You are viewing a plain text version of this content. The canonical link for it is here.
Posted to java-user@lucene.apache.org by Mikhail Khludnev <mk...@apache.org> on 2017/06/20 08:23:38 UTC
Re: Correction: SpanNearQuery Class issue through spans object (Not
through Searcher.search() method)
Hello Ranganath,
I guess you need to loop through LeafReaderContexts, create scorer/span for
them to get to 7th crore and beyond.
On Tue, Jun 20, 2017 at 10:59 AM, Ranganath B N <ra...@huawei.com>
wrote:
> Hi,
>
>
> This is regarding the search limit of SpanNearQuery Class. I create
> a lucene index consisting of 2 billion documents .
> Then obtain a spans object through getspans method of Spanweight
> object created from SpanNearQuery object. Then I get the
> matching documents by iterating through spans.nextdoc(). But searching
> through spans object returns results only if search terms are
> within first 6 crore inserted documents. Am I missing anything
> during initialization so that search is getting restricted or is this a
> limitation issue with SpanNearQuery Class?

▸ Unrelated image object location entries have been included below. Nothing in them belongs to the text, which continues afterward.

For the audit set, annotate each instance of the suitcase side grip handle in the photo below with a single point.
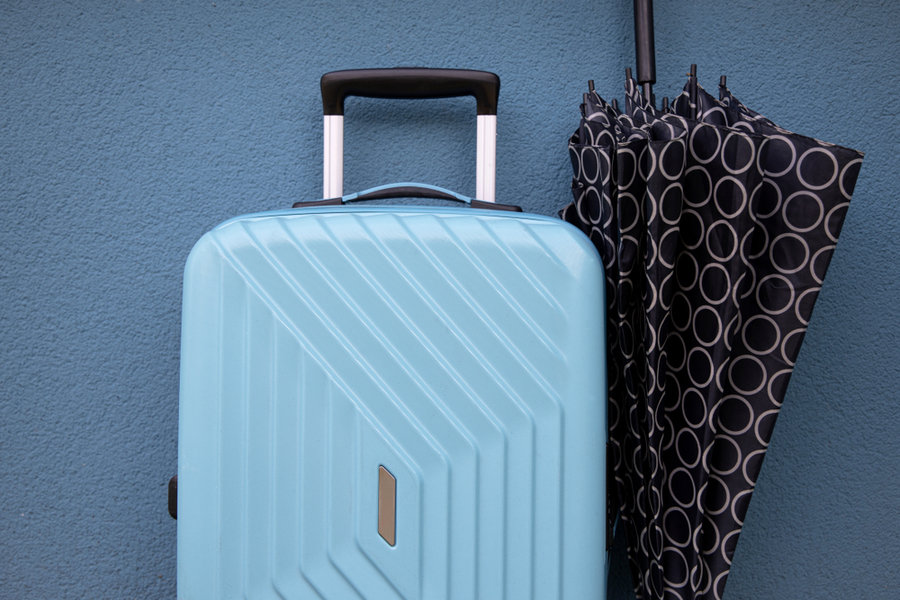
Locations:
(407, 82)
(408, 190)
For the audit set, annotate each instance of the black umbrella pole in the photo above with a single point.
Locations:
(645, 53)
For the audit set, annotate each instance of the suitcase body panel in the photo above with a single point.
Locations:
(460, 349)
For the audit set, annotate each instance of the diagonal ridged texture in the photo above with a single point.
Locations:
(457, 349)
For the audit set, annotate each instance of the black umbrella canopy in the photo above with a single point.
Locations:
(716, 228)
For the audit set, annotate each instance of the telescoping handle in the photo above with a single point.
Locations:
(410, 83)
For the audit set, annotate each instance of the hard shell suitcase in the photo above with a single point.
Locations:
(393, 402)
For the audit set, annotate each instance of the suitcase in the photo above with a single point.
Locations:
(386, 402)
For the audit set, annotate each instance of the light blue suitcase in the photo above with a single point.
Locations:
(393, 402)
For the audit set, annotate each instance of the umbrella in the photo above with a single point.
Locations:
(716, 228)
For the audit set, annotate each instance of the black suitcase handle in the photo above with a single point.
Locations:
(406, 82)
(407, 190)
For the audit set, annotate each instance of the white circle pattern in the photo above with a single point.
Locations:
(715, 234)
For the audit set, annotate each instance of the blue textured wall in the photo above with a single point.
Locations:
(127, 129)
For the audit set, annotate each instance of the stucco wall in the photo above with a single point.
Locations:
(127, 129)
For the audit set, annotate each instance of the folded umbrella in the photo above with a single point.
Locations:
(716, 228)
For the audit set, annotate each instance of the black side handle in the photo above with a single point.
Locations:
(406, 82)
(173, 497)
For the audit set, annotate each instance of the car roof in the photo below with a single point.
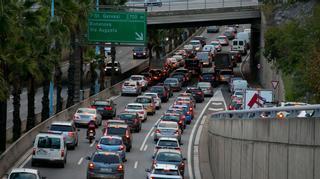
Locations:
(27, 170)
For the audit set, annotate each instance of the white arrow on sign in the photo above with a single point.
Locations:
(139, 36)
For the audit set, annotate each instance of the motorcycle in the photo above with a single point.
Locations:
(91, 135)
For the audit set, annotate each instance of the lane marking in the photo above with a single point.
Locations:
(135, 164)
(80, 161)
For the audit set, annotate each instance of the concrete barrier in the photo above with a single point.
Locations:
(265, 148)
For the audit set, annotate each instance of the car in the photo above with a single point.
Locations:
(173, 83)
(155, 97)
(49, 147)
(130, 87)
(122, 130)
(138, 108)
(213, 29)
(206, 88)
(217, 45)
(112, 143)
(25, 173)
(167, 129)
(196, 44)
(197, 93)
(170, 156)
(229, 34)
(175, 117)
(84, 115)
(69, 131)
(162, 92)
(105, 165)
(141, 81)
(164, 171)
(148, 104)
(132, 119)
(223, 40)
(201, 38)
(153, 3)
(140, 52)
(108, 68)
(225, 75)
(106, 108)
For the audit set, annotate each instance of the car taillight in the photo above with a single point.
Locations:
(70, 134)
(91, 166)
(62, 153)
(108, 108)
(120, 168)
(99, 147)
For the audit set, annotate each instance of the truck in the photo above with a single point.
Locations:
(223, 61)
(256, 98)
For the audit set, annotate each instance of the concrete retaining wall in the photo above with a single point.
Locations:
(265, 148)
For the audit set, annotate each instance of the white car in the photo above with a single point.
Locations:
(130, 87)
(138, 108)
(17, 173)
(196, 44)
(142, 81)
(156, 99)
(49, 147)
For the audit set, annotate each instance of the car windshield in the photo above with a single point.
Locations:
(168, 157)
(143, 100)
(86, 110)
(165, 172)
(103, 158)
(135, 107)
(62, 128)
(167, 143)
(136, 78)
(116, 131)
(110, 141)
(23, 175)
(49, 142)
(170, 118)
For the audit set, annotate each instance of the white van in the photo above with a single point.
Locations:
(239, 45)
(49, 147)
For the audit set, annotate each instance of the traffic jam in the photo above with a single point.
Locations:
(187, 79)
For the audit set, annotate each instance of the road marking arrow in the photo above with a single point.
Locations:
(139, 36)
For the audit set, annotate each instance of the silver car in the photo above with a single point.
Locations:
(69, 131)
(167, 129)
(174, 84)
(84, 115)
(206, 88)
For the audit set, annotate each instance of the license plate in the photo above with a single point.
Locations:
(105, 170)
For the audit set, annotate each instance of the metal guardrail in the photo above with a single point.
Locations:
(274, 112)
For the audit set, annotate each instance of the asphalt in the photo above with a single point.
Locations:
(140, 157)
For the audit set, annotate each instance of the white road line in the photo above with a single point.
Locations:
(145, 139)
(135, 164)
(80, 161)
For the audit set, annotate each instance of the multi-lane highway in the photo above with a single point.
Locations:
(139, 158)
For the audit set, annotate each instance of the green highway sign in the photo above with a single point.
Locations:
(117, 27)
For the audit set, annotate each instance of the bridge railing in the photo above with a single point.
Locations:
(174, 5)
(274, 112)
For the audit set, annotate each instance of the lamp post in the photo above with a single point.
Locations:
(51, 82)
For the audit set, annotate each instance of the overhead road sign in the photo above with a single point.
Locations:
(117, 27)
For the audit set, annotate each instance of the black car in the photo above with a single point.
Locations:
(106, 108)
(197, 93)
(105, 165)
(140, 52)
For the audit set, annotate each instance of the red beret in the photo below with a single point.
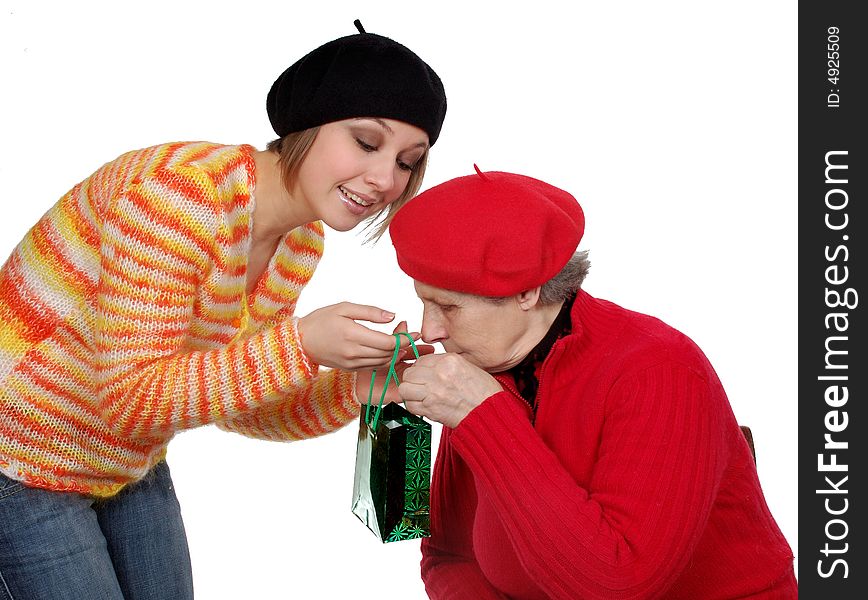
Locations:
(489, 234)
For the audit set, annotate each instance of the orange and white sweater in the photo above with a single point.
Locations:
(123, 320)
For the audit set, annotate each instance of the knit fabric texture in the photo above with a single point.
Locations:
(121, 323)
(632, 481)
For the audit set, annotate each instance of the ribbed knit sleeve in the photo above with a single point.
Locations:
(321, 406)
(449, 568)
(157, 247)
(631, 531)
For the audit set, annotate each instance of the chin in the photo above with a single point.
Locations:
(341, 225)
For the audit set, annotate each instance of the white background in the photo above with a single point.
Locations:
(673, 123)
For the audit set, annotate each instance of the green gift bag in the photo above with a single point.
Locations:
(393, 467)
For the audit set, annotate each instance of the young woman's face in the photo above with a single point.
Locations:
(356, 168)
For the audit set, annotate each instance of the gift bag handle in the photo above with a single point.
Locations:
(392, 374)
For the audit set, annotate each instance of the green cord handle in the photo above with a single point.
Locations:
(392, 374)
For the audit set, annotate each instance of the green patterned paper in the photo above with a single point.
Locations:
(393, 472)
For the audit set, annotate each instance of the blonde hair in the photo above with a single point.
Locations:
(292, 149)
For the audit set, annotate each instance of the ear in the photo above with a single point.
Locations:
(528, 298)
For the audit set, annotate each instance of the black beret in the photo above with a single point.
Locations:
(360, 75)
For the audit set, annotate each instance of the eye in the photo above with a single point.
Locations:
(365, 146)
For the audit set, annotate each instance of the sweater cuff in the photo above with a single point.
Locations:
(478, 421)
(310, 366)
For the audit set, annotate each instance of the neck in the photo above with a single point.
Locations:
(541, 321)
(275, 211)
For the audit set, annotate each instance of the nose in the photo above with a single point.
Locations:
(432, 328)
(381, 175)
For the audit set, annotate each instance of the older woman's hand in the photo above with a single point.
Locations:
(445, 388)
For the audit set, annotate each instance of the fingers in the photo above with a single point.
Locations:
(411, 392)
(365, 312)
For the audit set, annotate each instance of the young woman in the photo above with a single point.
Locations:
(158, 295)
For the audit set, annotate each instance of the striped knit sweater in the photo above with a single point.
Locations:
(123, 319)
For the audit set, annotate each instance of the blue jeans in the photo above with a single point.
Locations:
(66, 546)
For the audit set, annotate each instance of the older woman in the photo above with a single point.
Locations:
(588, 451)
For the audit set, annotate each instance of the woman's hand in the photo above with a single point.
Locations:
(445, 388)
(331, 337)
(363, 379)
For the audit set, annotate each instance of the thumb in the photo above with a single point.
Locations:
(365, 312)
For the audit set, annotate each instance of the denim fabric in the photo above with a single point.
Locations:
(65, 546)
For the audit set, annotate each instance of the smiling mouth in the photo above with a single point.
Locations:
(351, 196)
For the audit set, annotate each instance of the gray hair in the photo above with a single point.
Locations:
(568, 281)
(563, 285)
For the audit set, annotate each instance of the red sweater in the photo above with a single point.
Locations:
(632, 481)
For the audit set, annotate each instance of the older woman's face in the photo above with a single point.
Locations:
(492, 336)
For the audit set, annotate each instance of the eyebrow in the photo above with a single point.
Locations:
(385, 126)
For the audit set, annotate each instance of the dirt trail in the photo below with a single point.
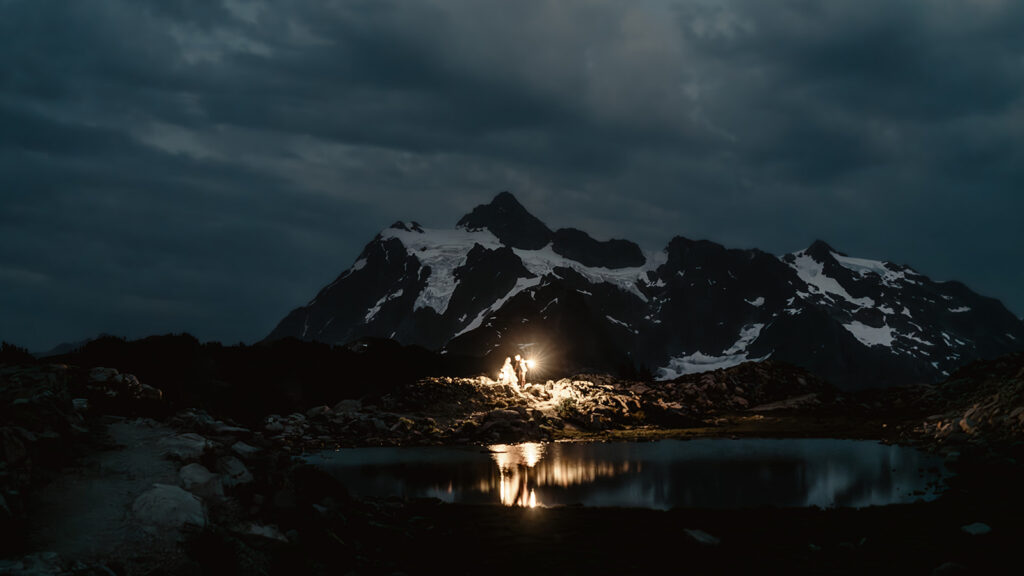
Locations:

> I am using Apache lucene 6.5.0 version. Please let me know about this
> since I am using this for a critical project?
>
> Thanks,
> Ranganath B. N.
>
>
--
Sincerely yours
Mikhail Khludnev
RE: Correction: SpanNearQuery Class issue through spans object (Not
through Searcher.search() method)
Posted by Ranganath B N <ra...@huawei.com>.
Hi Allison and Mikhail Khludnev,
Great. Your suggestion works. But I have one more question. In the same context, if my SpanNearQuery matches 10000 documents, it takes 20 seconds to retrieve the results (time is spent in getspans method). How can I optimize this time? I need to obtain the positions of Matches also (for this, I am using SpanWeight.Postings.POSITIONS argument in the getspans method)
Thanks,
Ranganath B. N.
-----Original Message-----
From: Allison, Timothy B. [mailto:tallison@mitre.org]

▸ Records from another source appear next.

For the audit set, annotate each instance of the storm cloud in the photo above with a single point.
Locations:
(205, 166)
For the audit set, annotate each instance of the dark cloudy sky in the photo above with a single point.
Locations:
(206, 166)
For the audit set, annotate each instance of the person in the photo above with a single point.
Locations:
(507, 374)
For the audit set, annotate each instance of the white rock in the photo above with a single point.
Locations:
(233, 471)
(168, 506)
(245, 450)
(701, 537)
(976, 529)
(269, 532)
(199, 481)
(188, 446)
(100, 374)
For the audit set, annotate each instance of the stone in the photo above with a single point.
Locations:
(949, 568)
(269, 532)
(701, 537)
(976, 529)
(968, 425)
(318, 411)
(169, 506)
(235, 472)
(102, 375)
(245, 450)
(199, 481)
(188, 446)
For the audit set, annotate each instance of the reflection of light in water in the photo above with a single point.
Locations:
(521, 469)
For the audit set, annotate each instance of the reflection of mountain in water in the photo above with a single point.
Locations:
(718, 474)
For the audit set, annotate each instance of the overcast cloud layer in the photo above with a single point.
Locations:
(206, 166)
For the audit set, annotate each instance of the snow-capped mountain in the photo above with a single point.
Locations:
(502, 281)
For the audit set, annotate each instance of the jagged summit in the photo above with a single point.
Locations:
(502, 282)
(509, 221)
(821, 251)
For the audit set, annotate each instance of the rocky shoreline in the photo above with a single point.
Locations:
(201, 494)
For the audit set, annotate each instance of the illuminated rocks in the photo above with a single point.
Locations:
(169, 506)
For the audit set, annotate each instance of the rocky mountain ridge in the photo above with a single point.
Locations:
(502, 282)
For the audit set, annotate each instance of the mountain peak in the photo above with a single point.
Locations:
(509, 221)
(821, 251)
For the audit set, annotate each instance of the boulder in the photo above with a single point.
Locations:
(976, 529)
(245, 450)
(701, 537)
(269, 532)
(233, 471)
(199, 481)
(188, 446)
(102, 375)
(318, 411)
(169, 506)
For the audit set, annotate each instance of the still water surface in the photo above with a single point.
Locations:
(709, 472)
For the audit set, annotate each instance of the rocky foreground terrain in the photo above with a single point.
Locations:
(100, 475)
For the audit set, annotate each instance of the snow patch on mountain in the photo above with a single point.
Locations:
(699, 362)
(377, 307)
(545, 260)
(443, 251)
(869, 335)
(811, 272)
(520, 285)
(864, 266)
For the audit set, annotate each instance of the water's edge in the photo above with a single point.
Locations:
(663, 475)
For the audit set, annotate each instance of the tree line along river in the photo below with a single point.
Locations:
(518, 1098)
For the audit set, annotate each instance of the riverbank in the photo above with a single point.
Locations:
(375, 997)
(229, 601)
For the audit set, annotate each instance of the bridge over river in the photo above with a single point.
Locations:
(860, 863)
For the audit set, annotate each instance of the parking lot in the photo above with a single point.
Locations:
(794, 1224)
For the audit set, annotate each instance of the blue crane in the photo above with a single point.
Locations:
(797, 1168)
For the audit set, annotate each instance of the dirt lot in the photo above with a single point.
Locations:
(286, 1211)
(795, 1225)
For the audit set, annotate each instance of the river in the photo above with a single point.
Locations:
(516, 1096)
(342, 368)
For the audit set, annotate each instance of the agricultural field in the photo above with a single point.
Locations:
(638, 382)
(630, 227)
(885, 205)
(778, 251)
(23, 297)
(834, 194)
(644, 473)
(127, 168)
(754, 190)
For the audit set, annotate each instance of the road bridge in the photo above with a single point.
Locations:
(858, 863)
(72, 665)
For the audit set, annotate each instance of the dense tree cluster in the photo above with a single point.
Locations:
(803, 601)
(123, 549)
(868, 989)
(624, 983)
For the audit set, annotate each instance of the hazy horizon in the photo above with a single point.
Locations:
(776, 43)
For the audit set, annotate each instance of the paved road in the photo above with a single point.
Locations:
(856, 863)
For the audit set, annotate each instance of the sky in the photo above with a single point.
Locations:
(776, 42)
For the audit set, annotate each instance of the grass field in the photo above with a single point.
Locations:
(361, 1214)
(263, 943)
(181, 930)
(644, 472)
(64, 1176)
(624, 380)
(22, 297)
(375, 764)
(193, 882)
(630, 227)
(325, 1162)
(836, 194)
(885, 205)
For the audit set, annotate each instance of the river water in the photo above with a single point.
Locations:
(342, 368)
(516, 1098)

Sent: Tuesday, June 20, 2017 5:35 PM
To: java-user@lucene.apache.org
Subject: RE: Correction: SpanNearQuery Class issue through spans object (Not through Searcher.search() method)
As an example of Mikhail's suggestion:
https://github.com/tballison/lucene-addons/blob/master/lucene-5317/src/main/java/org/apache/lucene/search/concordance/charoffsets/SpansCrawler.java
If you are trying to build a concordance, see ConcordanceSearcher in that package.
See examples on how to run the ConcordanceSearcher here: https://github.com/tballison/lucene-addons/blob/master/lucene-5317/src/test/java/org/apache/lucene/search/concordance/TestConcordanceSearcher.java
Let me know if you have any questions/if the bad behavior still exists.
Finally, be aware of this potential deal-breaker with SpanQueries: https://issues.apache.org/jira/browse/LUCENE-7398 ("Nested SpanQueries are buggy")
Cheers,
Tim
-----Original Message-----
From: Mikhail Khludnev [mailto:mkhl@apache.org]
Sent: Tuesday, June 20, 2017 4:24 AM
To: java-user@lucene.apache.org
Subject: Re: Correction: SpanNearQuery Class issue through spans object (Not through Searcher.search() method)
Hello Ranganath,
I guess you need to loop through LeafReaderContexts, create scorer/span for them to get to 7th crore and beyond.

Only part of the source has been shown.